Phil Lawrence on 23 Jan 2004 17:13:46 -0000


[Date Prev] [Date Next] [Thread Prev] [Thread Next] [Date Index] [Thread Index]

Re: seek with (<>) ?


Mark Dominus wrote:
> [lotso good stuff]

Thanks for the details.  I especially found the code sample and this
explanation *very* helpful:

> Here if the input is already a file, we use the file it's in.  This
> handles all three cases:
>
>         pivot_dump | col_width     # data is copied to /tmp/cw12345
>         col_width foo              # data is not copied
>         col_width < foo            # data is not copied
>
> The second case has $input_file defined, and the third case has
> $input_file undefined but -f STDIN true.

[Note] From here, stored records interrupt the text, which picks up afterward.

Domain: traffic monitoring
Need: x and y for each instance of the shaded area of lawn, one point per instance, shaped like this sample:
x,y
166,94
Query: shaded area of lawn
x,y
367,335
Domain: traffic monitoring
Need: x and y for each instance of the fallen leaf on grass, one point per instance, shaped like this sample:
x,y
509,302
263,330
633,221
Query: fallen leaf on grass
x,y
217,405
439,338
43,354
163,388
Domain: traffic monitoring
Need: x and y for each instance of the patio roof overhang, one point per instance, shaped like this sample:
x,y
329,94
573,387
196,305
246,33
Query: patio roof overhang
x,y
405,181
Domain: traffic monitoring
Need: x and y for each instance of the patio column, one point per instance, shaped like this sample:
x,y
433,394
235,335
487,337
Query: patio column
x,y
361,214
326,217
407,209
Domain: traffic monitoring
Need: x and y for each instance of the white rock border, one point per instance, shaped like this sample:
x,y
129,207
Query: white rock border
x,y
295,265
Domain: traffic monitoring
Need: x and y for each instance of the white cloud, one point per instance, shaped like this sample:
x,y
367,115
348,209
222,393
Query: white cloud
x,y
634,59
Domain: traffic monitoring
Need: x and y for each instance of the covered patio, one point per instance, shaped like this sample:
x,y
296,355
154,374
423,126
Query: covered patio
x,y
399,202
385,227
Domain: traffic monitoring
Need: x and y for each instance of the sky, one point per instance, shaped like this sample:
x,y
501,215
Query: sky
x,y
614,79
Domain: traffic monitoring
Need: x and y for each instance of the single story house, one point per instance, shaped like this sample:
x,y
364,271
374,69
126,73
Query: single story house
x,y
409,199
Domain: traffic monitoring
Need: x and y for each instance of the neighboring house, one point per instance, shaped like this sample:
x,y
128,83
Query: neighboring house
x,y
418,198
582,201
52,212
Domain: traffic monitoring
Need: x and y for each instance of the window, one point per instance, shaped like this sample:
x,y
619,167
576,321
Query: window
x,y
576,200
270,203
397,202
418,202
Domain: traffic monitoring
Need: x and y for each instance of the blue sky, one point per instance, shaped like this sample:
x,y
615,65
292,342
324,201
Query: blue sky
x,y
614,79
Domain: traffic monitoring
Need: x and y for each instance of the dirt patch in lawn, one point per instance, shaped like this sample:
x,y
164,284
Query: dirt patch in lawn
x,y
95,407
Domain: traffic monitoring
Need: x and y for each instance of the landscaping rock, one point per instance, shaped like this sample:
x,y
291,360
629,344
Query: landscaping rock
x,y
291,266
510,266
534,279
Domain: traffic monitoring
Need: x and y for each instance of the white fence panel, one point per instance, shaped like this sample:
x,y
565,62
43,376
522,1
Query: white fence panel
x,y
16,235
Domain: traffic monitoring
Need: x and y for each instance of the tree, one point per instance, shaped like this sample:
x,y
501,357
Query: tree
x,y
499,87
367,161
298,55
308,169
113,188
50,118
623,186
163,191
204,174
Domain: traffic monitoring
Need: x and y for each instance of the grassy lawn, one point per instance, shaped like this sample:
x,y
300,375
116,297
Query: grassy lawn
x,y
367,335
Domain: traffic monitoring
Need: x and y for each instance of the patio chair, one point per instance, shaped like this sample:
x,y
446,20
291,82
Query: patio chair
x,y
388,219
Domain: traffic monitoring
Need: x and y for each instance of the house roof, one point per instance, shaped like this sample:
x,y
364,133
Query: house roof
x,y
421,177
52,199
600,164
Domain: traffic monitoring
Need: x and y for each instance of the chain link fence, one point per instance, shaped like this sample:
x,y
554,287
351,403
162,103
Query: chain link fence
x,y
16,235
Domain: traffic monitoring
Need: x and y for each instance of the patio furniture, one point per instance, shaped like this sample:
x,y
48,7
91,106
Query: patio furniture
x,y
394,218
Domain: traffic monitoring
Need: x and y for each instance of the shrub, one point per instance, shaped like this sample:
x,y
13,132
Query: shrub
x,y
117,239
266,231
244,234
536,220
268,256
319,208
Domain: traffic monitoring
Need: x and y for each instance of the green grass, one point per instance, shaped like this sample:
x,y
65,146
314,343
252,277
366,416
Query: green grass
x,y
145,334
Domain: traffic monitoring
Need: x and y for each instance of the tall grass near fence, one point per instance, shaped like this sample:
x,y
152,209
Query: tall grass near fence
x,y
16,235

I did end up going with a tempfile solution, though by using the above
explanation I see I can smarten it up a bit...

I think this will be the end goal:
  1. if rewindable, just do that
  2. else buffer up to a certain memory usage (default or
    passed in value), and then switch to tempfile solution

#2 will take some research, I don't yet know if I can/how to check
memory consumption of my @slurp variable on the fly.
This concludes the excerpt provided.